The rationale being investors prefer businesses that maximize the lifetime value of their consumers, and get maximum leverage and returns on the initial marketing cost of customer acquisition (which they are funding).

Designing a winning, recurring and predictable revenue model

Let’s compare two different businesses: the iExplore’s adventure travel business vs. Verizon’s mobile phone service. iExplore’s adventure travel business is very expensive to market to, identifying affluent consumers that can afford a $5,000 vacation.

Let’s say the cost of customer acquisition is $1,000 per customer, which eats up a good portion of the $1,500 (30 percent) gross margin on that trip sold. Which would be OK, if iExplore had a high frequency purchase.

But, adventure travelers buy a big vacation like this every couple years, so that is a long time to wait to drive repeat sales and to leverage your upfront marketing investment, hurting the lifetime customer value calculation.

On the other hand, Verizon’s mobile phone service appeals to most everyone, regardless of demographics. Everyone needs a mobile phone these days, so Verizon is not looking for a needle in the haystack to whom to market its service. So, its cost of customer acquisition will be a lot lower, closer to $300.

And, at $100 per month for its service, Verizon will drive a large and recurring revenue stream over a five year period totaling $6,000 (assuming clients will remain with them and their service stays competitive over that period).

That is a 20x relationship between between revenues and initial marketing cost for Verizon, and a 10x relationship for iExplore (assuming two vacations purchased in a five year period).

But, what Verizon has that iExplore does not is high predictability of future revenues. Customers are locked up in two year contracts, and customers largely stay with the same carriers beyond the initial contract, assuming they are happy with the service.

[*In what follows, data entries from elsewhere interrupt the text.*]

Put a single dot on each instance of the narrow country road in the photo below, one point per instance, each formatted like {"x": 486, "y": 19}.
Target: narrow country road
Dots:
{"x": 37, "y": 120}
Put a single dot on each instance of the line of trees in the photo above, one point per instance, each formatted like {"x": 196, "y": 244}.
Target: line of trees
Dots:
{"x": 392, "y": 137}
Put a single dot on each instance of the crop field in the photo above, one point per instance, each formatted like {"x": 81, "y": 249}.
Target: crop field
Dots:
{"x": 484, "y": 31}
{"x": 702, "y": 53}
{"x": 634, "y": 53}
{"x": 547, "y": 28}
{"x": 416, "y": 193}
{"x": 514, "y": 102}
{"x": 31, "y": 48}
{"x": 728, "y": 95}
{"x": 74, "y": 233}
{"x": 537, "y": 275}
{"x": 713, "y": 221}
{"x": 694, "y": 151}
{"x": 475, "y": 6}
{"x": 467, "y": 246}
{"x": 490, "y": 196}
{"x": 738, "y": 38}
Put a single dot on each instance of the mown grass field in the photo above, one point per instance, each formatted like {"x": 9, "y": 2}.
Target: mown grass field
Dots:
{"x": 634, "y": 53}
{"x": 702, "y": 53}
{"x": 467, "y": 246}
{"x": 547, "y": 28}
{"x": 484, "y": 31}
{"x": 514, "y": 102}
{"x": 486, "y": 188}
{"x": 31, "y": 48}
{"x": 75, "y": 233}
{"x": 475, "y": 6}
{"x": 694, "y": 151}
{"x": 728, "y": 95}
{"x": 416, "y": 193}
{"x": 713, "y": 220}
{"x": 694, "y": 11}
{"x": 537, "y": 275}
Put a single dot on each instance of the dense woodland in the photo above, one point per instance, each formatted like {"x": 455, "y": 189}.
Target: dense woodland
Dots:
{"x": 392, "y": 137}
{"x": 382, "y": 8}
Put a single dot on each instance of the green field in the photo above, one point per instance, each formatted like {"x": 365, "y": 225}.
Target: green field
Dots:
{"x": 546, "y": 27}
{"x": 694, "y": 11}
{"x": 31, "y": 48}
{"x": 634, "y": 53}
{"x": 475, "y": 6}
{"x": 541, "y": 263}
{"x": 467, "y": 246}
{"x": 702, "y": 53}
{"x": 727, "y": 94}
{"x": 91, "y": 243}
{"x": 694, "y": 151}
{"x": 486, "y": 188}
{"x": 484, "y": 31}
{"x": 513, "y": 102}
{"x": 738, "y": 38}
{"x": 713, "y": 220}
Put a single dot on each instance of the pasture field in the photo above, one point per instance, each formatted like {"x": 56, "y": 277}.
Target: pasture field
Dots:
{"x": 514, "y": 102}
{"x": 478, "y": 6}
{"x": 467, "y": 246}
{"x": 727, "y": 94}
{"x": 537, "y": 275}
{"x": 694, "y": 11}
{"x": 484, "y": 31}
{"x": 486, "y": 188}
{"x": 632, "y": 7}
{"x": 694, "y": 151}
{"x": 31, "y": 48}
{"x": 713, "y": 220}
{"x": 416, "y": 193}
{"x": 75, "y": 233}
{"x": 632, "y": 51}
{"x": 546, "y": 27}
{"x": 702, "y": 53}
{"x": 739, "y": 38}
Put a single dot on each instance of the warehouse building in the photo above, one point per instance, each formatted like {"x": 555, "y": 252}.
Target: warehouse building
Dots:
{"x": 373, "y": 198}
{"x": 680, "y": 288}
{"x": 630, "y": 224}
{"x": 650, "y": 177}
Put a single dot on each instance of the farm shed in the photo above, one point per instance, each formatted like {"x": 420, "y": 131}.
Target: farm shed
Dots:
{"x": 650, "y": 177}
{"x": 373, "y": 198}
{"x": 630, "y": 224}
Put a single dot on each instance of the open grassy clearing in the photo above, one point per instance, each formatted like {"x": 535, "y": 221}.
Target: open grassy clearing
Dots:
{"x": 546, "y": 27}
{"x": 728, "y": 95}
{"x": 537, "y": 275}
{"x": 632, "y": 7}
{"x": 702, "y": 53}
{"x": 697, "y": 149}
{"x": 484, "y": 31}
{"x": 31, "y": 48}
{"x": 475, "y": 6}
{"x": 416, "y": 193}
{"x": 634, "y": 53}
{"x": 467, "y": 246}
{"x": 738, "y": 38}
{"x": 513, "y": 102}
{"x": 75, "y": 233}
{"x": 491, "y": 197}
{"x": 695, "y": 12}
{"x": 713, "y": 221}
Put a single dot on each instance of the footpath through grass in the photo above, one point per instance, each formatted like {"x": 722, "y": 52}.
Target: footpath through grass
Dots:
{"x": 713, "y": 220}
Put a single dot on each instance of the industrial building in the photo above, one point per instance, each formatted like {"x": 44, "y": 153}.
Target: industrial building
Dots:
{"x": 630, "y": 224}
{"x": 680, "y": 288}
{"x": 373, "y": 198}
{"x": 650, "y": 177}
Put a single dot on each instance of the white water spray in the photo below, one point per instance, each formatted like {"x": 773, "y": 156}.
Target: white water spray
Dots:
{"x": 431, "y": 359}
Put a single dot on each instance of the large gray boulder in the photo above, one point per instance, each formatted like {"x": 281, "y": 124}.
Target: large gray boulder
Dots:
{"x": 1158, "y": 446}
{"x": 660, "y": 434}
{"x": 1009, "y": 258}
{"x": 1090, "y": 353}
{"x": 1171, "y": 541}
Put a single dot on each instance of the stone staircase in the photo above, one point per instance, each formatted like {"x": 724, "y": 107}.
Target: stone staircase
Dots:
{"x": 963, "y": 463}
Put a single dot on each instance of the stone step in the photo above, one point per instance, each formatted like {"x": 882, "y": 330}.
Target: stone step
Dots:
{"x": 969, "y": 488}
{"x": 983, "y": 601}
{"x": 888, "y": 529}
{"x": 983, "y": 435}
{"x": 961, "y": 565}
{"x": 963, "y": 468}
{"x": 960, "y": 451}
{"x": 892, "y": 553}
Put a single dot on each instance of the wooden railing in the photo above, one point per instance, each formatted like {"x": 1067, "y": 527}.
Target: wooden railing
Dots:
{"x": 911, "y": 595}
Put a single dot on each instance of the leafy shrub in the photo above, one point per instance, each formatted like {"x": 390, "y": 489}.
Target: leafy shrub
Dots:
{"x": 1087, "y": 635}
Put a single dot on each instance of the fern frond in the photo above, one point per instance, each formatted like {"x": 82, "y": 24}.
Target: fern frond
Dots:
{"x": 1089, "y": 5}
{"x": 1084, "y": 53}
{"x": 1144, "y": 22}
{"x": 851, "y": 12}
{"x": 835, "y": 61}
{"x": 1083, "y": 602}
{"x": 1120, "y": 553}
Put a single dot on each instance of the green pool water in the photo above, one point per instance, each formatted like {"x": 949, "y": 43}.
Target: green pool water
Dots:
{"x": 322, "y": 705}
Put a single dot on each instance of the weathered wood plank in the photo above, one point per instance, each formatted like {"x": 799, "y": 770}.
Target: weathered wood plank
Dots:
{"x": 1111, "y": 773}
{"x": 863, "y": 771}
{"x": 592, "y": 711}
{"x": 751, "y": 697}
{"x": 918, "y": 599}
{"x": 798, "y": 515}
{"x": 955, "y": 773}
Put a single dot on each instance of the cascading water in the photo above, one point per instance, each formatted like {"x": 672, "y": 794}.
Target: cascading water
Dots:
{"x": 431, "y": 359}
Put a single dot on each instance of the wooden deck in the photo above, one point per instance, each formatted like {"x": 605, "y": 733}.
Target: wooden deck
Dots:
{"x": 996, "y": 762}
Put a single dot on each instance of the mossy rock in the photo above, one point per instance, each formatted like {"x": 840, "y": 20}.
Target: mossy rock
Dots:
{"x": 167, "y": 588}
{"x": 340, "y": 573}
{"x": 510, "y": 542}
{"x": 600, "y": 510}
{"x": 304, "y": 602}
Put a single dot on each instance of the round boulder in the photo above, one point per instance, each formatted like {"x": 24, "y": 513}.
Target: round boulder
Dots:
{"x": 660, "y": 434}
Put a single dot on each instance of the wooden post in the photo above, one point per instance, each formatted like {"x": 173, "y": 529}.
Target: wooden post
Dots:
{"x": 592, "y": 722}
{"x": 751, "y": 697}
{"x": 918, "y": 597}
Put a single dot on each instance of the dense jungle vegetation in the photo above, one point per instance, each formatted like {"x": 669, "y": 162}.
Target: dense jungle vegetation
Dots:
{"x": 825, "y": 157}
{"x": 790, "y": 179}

This amounts to a locked-in good visibility to its future revenues for the next few years, where iExplore’s customers may or may not buy a second vacation – particularly in a market that is highly cyclical and subject to big economic swings in demand for discretionary products of this nature.

Which model to go with?

It is pretty clear that Verizon beats iExplore, in terms of who has the better revenue model. Its service appealed to a lot more potential customers, and its cost of acquisition was a lot lower. The lifetime value of customer revenues was a lot higher, and, most importantly, its future revenue stream was a lot more predictable and contracted over the long term, which in the world of startups seeking capital from venture capitalists, means everything.

So, as you design your revenue model, make sure it is highly-recurring and highly-predictable, to maximize odds of securing capital for your business.